I never thought I would be so excited over paracord, but here I am, thinking about how many bracelets to make, and how many other uses we will have for it when we are out on the trails. I guess I will have to wait and see what I come up with.
The coolest thing, and probably the manliest thing, we have come across so far has got to be the stove my husband made out of beer cans. Yes. Beer cans. Who knew Coors Lite was actually a multi purpose product! There are plenty of stoves on the market for backpackers to take with them on the trail. They can be fairly expensive and they can also add extra weight to a backpack. You have to bring the stove and the can of fuel you will use. Most of the fuel products I have seen come in small cans that weigh about half a pound, give or take. So my husband took it upon himself to do some investigating, to see if he could make something lightweight, and more importantly…cheap.The stoves in the stores can start around $100 and go up from there. The fuel starts around $30-$50 per canister. The bill adds up quickly. So when he came across a video (or 20) of other backpackers who made their own stoves, he was very excited to try his hand at it. I have to say he did not disappoint!

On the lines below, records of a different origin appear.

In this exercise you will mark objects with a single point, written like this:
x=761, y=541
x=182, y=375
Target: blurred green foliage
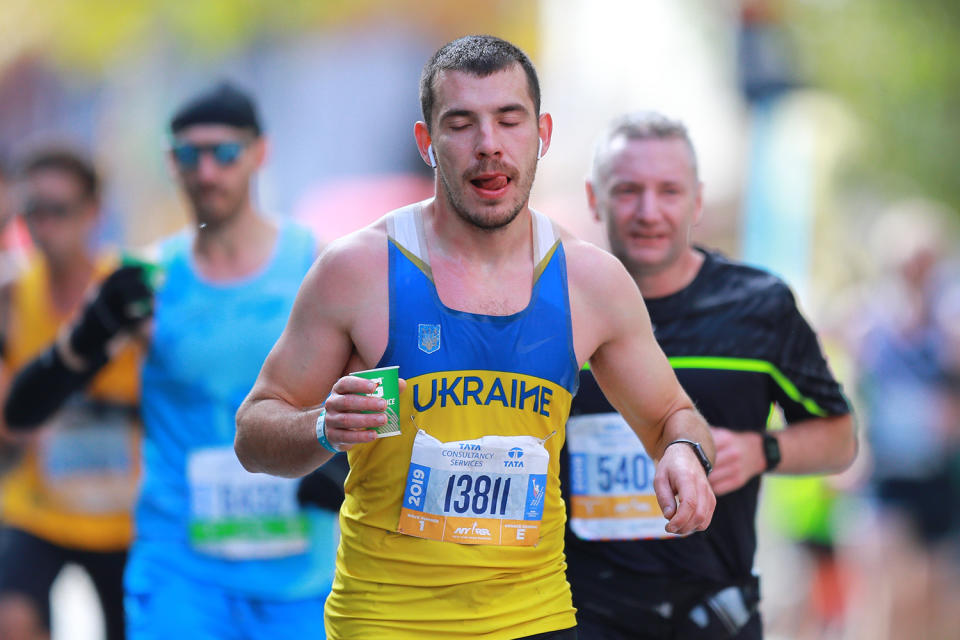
x=897, y=65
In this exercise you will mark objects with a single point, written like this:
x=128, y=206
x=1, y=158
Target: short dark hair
x=640, y=125
x=67, y=159
x=223, y=103
x=479, y=55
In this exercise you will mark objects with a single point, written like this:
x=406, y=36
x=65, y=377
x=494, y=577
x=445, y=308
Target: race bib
x=484, y=491
x=88, y=459
x=611, y=481
x=241, y=515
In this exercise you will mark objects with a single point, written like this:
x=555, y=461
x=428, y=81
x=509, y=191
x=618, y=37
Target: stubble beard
x=478, y=219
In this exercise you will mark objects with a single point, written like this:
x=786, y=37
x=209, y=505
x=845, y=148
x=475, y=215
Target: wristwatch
x=771, y=451
x=701, y=455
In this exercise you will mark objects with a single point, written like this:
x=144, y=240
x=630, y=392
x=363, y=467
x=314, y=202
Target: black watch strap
x=771, y=451
x=701, y=455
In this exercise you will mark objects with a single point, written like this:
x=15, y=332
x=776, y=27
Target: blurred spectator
x=908, y=370
x=68, y=498
x=10, y=254
x=216, y=547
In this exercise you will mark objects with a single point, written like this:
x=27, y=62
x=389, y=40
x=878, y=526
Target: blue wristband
x=322, y=432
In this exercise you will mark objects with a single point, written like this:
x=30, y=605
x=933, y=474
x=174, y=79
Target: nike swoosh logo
x=527, y=348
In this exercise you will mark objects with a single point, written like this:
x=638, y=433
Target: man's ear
x=592, y=199
x=424, y=143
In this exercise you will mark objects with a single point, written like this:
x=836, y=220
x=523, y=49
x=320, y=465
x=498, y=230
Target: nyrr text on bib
x=484, y=491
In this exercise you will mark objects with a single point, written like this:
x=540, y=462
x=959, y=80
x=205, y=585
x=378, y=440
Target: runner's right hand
x=346, y=424
x=123, y=301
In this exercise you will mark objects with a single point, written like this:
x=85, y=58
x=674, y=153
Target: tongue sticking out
x=491, y=184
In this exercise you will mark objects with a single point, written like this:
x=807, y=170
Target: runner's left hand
x=683, y=490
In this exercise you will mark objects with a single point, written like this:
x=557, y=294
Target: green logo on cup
x=388, y=380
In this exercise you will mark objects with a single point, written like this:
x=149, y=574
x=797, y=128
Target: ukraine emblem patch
x=428, y=337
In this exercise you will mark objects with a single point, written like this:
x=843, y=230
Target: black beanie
x=223, y=104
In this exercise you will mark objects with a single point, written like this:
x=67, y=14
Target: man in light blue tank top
x=219, y=552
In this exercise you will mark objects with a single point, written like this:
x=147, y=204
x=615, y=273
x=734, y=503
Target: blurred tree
x=895, y=64
x=91, y=35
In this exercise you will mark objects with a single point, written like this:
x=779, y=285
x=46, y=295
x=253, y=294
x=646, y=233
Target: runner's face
x=59, y=216
x=217, y=190
x=485, y=137
x=648, y=197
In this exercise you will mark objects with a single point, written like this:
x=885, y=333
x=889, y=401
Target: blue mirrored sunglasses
x=188, y=155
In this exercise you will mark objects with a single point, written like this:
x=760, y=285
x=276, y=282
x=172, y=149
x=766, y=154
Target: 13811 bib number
x=485, y=491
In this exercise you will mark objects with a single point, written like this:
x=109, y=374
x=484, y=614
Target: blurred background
x=827, y=132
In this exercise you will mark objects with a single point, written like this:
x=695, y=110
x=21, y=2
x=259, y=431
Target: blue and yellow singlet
x=472, y=481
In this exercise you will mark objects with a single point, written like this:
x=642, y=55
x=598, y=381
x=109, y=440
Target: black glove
x=123, y=301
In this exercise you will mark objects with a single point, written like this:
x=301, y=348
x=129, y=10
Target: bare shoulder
x=354, y=257
x=604, y=299
x=593, y=272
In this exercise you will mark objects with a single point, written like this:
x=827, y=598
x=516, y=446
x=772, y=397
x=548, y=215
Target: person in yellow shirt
x=69, y=496
x=454, y=527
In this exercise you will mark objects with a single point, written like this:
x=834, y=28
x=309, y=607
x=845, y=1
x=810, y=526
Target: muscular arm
x=817, y=445
x=332, y=328
x=612, y=329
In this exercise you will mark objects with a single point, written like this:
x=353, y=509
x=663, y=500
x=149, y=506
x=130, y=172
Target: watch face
x=771, y=450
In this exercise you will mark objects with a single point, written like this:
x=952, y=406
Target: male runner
x=454, y=528
x=219, y=553
x=739, y=345
x=68, y=498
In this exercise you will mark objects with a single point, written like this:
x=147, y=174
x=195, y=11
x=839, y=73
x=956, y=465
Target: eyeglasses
x=35, y=209
x=224, y=153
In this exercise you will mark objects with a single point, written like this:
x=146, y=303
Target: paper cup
x=389, y=389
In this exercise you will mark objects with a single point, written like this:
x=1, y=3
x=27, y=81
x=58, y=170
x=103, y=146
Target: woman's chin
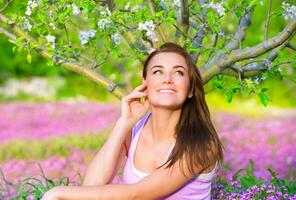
x=167, y=105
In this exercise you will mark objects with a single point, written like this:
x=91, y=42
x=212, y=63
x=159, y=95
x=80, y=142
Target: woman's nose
x=168, y=78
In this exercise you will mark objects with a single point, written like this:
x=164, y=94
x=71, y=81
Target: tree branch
x=7, y=33
x=239, y=36
x=290, y=46
x=182, y=21
x=267, y=20
x=76, y=67
x=223, y=60
x=5, y=6
x=200, y=34
x=158, y=30
x=249, y=69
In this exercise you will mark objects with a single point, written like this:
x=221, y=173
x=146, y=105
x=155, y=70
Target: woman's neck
x=163, y=124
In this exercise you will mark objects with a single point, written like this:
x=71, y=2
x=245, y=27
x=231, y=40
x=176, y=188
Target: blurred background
x=60, y=119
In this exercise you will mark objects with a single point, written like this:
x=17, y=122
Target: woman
x=167, y=144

The design is very simple and does not take a lot of time to put together. First you drink a lot of beer, the pint cans of Coors Lite is what he used, but I am sure regular cans would work just as easy. Just kidding about the drinking a lot of beer, that is optional. Anyway, he scoured the internet for ideas and he came up with his own way of production. So the one he made is probably around 2 inches tall, and it works like a charm. I was quite impressed when I came home for lunch today and he had this stove put together. It works pretty much the same way a gas house stove works. Now before the seasoned backpackers yell at me about our homemade stove, we understand that they do not hold up very well in the cold or in windy conditions. He is also making a wind screen and he is also making a wood burning stove out of metal nail plates. We are doing a lot of research, so I have no fear that this will work. I suggested that we buy one of those store stoves as a backup, but now I am not so sure we will need one.
We are not hiking the Pacific Crest, or the Appalachian Trail (yet) but we are gearing up like we have those plans in our future. Who knows, maybe next year we will be able to do something like that. For now we are excited about starting something new, and figuring out what works for us. The cool thing about backpacking is that it’s a self-taught hobby. Meaning that you learn as you go. We can gain knowledge of things before we hit the trail but once we get out there, we get to decide what works for us and what doesn’t. We are being very careful with what we are doing, and I suggest that if this is something you would like to get into, do as much research as possible. There is a lot out there to learn, and there are alot of different perspectives, use what works best for you. You might find that what you think will work does not and vice versa. There are cautions about gaining too much information and getting overloaded with tips and tricks, I do not think that is a bad thing for a beginner. I find it very helpful to hear other suggestions or input from others, I want this to be fun and safe. If you jump right in, it can get dangerous, so use your best judgment on how and what you learn.
I have big plans for us this summer, and like I said I want to have everything we need by the end of April and the middle of May. The paracord projects, and the stove he made for us, puts us one step closer to where we want to be!